Water Levels OK Through Winter

This just in from OWASA:

The Cane Creek Reservoir and University Lake are 68 percent full despite dry weather in recent months. As of Monday morning, the water stored in the Chapel Hill-Carrboro community's two reservoirs totaled 2.3 billion gallons, and water use in the last week has averaged about 10.3 million gallons per day.

Although the dry weather in recent months has affected some reservoirs in the region more significantly, OWASA's lake levels are about normal for this time of year.

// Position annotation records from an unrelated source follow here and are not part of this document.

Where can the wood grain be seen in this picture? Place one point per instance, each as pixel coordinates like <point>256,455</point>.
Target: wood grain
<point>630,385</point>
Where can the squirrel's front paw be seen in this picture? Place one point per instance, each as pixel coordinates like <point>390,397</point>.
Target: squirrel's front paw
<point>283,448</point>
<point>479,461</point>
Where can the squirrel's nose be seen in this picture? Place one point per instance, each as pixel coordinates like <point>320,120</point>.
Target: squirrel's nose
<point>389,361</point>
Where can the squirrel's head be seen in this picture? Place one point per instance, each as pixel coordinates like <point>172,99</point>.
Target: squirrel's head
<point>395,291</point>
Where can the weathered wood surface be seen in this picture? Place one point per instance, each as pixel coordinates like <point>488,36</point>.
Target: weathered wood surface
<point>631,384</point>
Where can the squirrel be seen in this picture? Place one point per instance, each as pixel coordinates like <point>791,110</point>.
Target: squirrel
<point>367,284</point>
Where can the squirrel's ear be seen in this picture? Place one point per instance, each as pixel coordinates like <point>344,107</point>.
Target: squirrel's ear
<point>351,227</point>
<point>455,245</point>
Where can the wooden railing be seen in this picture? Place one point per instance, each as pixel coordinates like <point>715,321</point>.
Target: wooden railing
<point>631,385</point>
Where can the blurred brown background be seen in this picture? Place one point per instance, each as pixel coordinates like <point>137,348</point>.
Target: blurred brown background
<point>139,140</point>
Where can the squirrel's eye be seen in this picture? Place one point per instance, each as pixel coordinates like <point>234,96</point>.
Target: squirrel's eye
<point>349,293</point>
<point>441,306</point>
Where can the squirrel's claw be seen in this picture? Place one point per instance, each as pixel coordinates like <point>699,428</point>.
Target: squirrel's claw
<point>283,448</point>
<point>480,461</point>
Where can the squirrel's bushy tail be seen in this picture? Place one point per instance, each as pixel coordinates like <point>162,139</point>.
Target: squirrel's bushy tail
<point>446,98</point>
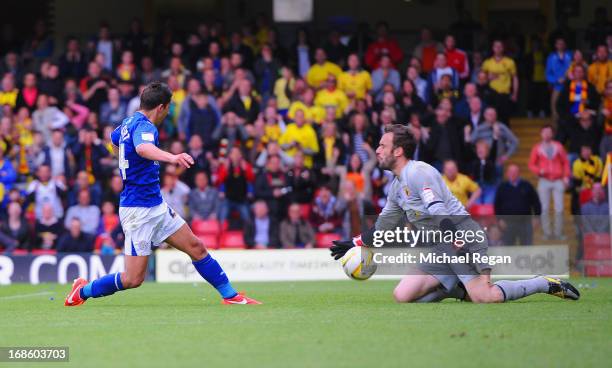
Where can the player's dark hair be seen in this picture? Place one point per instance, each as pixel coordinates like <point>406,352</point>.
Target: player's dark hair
<point>155,94</point>
<point>402,137</point>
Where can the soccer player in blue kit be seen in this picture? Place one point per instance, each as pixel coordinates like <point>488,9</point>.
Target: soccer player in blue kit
<point>145,218</point>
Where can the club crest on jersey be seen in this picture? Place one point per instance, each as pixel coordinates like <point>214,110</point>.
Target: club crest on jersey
<point>124,133</point>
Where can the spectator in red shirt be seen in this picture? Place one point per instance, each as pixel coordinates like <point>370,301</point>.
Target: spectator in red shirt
<point>456,58</point>
<point>549,162</point>
<point>28,95</point>
<point>384,45</point>
<point>426,50</point>
<point>233,179</point>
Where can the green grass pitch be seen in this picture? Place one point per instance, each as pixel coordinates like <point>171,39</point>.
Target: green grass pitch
<point>308,324</point>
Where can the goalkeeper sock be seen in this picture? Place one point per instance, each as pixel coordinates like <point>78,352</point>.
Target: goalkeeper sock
<point>212,272</point>
<point>513,290</point>
<point>441,294</point>
<point>104,286</point>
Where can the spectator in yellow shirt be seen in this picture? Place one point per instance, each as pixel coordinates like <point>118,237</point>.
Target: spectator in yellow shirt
<point>8,94</point>
<point>312,112</point>
<point>331,96</point>
<point>601,70</point>
<point>317,74</point>
<point>501,72</point>
<point>355,82</point>
<point>300,135</point>
<point>587,169</point>
<point>465,189</point>
<point>283,90</point>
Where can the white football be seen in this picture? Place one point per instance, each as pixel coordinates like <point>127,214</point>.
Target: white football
<point>357,263</point>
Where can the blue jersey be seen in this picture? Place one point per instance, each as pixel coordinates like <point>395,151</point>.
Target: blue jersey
<point>140,175</point>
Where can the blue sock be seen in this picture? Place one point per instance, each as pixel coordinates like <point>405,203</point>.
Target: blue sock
<point>104,286</point>
<point>212,272</point>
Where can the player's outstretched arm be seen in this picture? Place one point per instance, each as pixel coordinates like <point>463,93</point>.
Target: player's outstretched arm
<point>151,152</point>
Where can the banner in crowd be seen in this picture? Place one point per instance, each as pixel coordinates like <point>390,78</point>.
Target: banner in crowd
<point>60,268</point>
<point>245,265</point>
<point>316,264</point>
<point>254,265</point>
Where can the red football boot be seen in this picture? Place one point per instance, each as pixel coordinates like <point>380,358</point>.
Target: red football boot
<point>239,299</point>
<point>74,298</point>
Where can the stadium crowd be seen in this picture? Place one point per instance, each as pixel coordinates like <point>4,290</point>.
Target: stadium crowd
<point>283,136</point>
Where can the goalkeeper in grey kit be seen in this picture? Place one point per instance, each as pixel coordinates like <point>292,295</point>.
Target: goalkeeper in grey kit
<point>419,195</point>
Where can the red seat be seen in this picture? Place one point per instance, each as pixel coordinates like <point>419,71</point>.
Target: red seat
<point>211,241</point>
<point>483,213</point>
<point>305,210</point>
<point>40,252</point>
<point>585,196</point>
<point>597,246</point>
<point>324,240</point>
<point>603,270</point>
<point>30,217</point>
<point>206,227</point>
<point>481,210</point>
<point>232,240</point>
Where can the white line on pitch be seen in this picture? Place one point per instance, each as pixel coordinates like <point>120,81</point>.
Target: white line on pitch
<point>19,296</point>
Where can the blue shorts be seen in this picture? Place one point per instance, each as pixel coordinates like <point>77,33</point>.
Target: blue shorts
<point>145,227</point>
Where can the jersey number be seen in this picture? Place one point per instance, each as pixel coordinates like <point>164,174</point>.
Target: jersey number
<point>123,163</point>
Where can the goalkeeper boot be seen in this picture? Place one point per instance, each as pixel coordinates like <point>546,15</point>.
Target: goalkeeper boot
<point>562,289</point>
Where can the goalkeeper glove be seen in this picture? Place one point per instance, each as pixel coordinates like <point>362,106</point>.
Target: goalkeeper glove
<point>340,247</point>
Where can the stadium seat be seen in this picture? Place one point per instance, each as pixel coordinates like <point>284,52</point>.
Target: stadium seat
<point>481,210</point>
<point>211,241</point>
<point>484,214</point>
<point>232,240</point>
<point>603,270</point>
<point>207,227</point>
<point>40,252</point>
<point>30,217</point>
<point>597,246</point>
<point>324,240</point>
<point>585,196</point>
<point>305,210</point>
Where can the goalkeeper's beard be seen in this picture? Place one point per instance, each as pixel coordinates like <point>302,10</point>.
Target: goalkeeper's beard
<point>387,163</point>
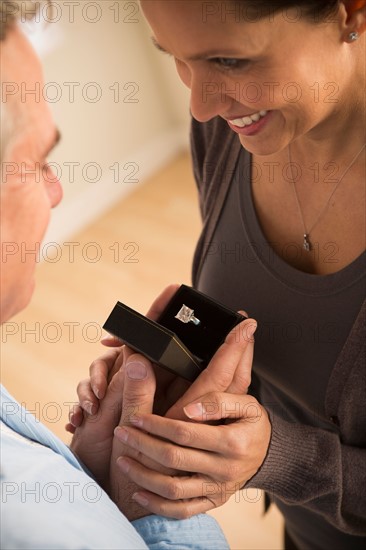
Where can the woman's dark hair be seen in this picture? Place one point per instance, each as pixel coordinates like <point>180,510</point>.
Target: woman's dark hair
<point>316,10</point>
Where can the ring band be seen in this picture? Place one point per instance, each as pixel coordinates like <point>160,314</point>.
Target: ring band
<point>186,315</point>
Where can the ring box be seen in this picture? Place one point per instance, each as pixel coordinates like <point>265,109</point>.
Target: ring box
<point>182,342</point>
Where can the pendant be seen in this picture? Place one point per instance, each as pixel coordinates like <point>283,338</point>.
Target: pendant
<point>306,243</point>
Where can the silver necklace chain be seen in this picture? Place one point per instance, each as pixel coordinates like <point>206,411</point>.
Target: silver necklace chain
<point>306,242</point>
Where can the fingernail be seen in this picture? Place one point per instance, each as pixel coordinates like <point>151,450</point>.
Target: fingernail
<point>123,464</point>
<point>194,410</point>
<point>136,370</point>
<point>121,434</point>
<point>140,499</point>
<point>88,406</point>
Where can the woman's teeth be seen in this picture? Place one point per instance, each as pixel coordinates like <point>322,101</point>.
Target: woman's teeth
<point>248,120</point>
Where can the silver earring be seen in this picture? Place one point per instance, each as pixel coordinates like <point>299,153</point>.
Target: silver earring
<point>353,36</point>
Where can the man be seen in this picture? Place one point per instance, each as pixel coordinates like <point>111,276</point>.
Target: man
<point>48,498</point>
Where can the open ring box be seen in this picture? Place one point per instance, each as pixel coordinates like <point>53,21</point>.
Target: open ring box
<point>184,338</point>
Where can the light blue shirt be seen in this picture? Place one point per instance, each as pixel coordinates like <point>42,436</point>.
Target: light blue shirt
<point>48,501</point>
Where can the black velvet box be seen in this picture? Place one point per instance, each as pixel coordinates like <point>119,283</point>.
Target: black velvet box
<point>184,338</point>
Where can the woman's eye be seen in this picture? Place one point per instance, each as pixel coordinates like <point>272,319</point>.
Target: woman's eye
<point>229,63</point>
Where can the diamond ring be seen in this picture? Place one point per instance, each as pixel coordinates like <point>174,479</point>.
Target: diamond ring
<point>186,315</point>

University Lake and the Cane Creek Reservoir have more than twice as much water as they did at this time in 2002 during the area's worst drought on record.

OWASA officials do not foresee a need for additional mandatory water use restrictions this fall or winter, but additional conservation measures could be necessary if the lakes do not refill by spring. (Since operation of the Cane Creek Reservoir began in 1989, the only year when both lakes were not full by early spring was in the severe drought of 2002.)

“While we're in good shape today, conservation by all our customers is essential. This will help to make sure that, even if there are extended droughts in the future, supplies will still be available from our local, high quality sources. By saving water, our customers can also save money of their water, sewer and energy bills,” said Mac Clarke, Chair of the OWASA Board of Directors.



An interesting issue that concerns OWASA, but (note to our local OWASA conspiracy buffs...)is not something that OWASA has control over, is Orange County's proposal to be the first (am I right on this?) entity to breach the rural buffer. They are planning to build a Solid Waste Operations Center on the edge of the service area extending into the rural buffer.

This raises some interesting questions. Is it a good idea to breach the rural buffer? Does one breach make another more probable? Are ther alternatives to the county's plan?